Caridad

Quisiera empezar mis palabras como cada año dando gracias a nuestros Santos Titulares.

Este escrito va dirigido: Para los hermanos de la Hermandad y para los que no lo son; para los creyentes y para los que no creen; para los ricos y para los pobres; para los que ríen y para los que lloran; para los felices y para los infelices; para los que disfrutan la vida y para los que la sufren; para los altruistas y para egoístas. Y... para tí.

Perdonarme que mis primeras palabras se asemejen a un conocido anuncio, pero que viene como anillo al dedo, porque en el contexto de “Caridad” entramos todos, los que podemos hacerla y los que necesitan de ella, como una mirada religiosa a la realidad de los más pobres, en la que descubrimos la presencia salvadora y liberadora de Cristo. La Caridad con los más pobres y enfermos siempre estará presente en nuestras vidas cristianas. Por eso, quien siente la inquietud de entregarse a aquellos que la necesitan buscan la forma de dar buen cauce a sus sentimientos de fe.

Cuando miramos a nuestro alrededor y hacemos un análisis de lo que está ocurriendo llegamos a una clara conclusión, nuestro mundo está en crisis. Jesús le deja la enseñanza a la Iglesia, que define la caridad como: virtud teologal por la cual amamos a Dios sobre todas las cosas por el mismo y a nuestro prójimo como a nosotros mismos por amor a Dios. Solo teniendo esto en cuenta podremos ayudarnos los unos a los otros para salir de este agujero.

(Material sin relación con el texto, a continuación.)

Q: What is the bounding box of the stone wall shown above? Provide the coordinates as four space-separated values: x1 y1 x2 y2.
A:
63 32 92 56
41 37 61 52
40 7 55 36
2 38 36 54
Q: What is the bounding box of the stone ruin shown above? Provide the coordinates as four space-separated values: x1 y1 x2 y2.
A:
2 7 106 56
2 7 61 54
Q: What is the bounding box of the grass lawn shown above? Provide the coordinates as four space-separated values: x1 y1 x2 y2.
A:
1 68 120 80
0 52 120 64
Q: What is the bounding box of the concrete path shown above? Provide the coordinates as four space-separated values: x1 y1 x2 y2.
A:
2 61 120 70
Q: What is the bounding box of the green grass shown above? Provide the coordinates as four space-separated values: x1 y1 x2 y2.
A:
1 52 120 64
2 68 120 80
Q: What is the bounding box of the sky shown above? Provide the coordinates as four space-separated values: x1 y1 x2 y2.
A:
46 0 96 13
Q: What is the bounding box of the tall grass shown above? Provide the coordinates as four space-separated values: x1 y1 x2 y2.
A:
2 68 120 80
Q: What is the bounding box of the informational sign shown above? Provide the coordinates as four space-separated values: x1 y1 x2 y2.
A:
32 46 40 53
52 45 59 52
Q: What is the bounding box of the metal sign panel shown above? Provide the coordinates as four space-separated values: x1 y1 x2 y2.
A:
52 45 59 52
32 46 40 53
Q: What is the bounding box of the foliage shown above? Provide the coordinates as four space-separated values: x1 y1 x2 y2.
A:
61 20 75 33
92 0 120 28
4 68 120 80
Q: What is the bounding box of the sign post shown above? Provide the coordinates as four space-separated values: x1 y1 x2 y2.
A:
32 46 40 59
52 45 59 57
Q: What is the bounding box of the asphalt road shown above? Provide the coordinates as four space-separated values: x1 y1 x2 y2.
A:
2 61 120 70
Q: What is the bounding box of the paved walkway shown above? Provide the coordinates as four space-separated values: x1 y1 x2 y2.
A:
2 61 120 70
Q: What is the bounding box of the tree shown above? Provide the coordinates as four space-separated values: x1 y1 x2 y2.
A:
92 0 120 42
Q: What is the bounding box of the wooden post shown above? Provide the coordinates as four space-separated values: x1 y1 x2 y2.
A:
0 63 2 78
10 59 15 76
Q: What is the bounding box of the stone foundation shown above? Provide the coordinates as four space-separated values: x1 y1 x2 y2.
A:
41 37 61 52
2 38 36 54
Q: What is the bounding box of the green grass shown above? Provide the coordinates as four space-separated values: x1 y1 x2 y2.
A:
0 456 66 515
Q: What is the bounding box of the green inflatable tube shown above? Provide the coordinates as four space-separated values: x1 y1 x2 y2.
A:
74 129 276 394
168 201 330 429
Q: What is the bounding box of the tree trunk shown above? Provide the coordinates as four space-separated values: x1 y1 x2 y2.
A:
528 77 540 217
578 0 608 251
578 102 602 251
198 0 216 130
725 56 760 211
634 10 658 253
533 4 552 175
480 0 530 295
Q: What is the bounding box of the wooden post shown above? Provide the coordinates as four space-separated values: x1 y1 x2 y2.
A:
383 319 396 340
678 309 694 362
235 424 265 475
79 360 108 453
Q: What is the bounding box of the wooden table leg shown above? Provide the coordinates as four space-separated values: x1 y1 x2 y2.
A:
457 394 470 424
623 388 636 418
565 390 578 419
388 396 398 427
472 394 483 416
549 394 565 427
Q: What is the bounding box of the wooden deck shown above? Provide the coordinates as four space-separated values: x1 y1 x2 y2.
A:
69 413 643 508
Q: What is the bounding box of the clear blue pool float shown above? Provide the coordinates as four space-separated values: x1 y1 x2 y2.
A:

Y nosotros las Hermandades, como asociaci ó n viva de la Iglesia, nos tenemos que poner a trabajar, en ayuda de nuestro mundo en crisis y ponemos como banderas que con lo poco que tenemos, podemos hacer el milagro de satisfacer las necesidades de muchas gentes.

Desde este escrito en esta Web, me ofrezco a todo el que necesite mi humilde ayuda o colaboración. Aprovecho también para todo el que quiera colaborar con esta diputación de caridad, que sepa, que lo espero con los brazos abiertos, pues cuantos más seamos a más rincones podremos llegar, y poniendo nuestro granito de arena probablemente facilitemos en algo el día, al que más lo necesita.

No quisiera olvidarme tampoco de enviarles un afectuoso saludo a todos nuestros hermanos que están pasando en estos momentos por algún problema de salud, deseando que se restablezcan lo más pronto posible y que no olviden que el Santísimo Cristo del Calvario y Nuestra Santísima Madre del Mayor Dolor están con ellos en todo momento.

También quisiera decir que como persona humana que soy también comento errores, por ello os pido que seáis comprensivos con aquellos que pueda cometer. Para terminar quisiera daros las gracias por haber dedicado vuestro ratito de tiempo en leer estas líneas y no dudo en recibir vuestra comprensión y ayuda, pues sin ella mi tarea no sería tan efectiva.